Case Study: The Menu Agent

Here's a real system built entirely with Claude Code, running on a working superyacht right now.

The Problem

Every charter: new guests, new restrictions, new preferences. You're writing menus by hand, formatting them in Word, printing PDFs that look amateur. Repeat guests get served the same dishes because you can't remember what you made six months ago. The preference sheet is a mess of notes in three different apps.

The Solution: A Complete Menu System

Built with Claude Code over a few sessions. No developer hired. No subscription.
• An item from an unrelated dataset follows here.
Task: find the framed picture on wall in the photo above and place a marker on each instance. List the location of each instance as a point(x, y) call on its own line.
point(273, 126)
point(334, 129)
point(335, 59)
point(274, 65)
Here's what it does:

Eight Service Formats, One System

  • Guest Breakfast — a la carte suggestions with health benefits
  • Guest Lunch — seasonal, lighter, sophisticated
  • Guest Dinner — full tasting or a la carte
  • Guest Theme Night — specific cuisine or ingredient focus
  • Chef's Breakfast Suggestions — daily feature with wellness angle
  • Crew Lunch & Dinner — efficient, satisfying, distinct from guests
  • Kids Menu — same theme as adults, playful presentation

Cultural Touchstone Naming

The system enforces a rule: no generic cuisine names. Ever. Every menu gets a "Cultural Touchstone" — a name that triggers a place, a memory, a vibe.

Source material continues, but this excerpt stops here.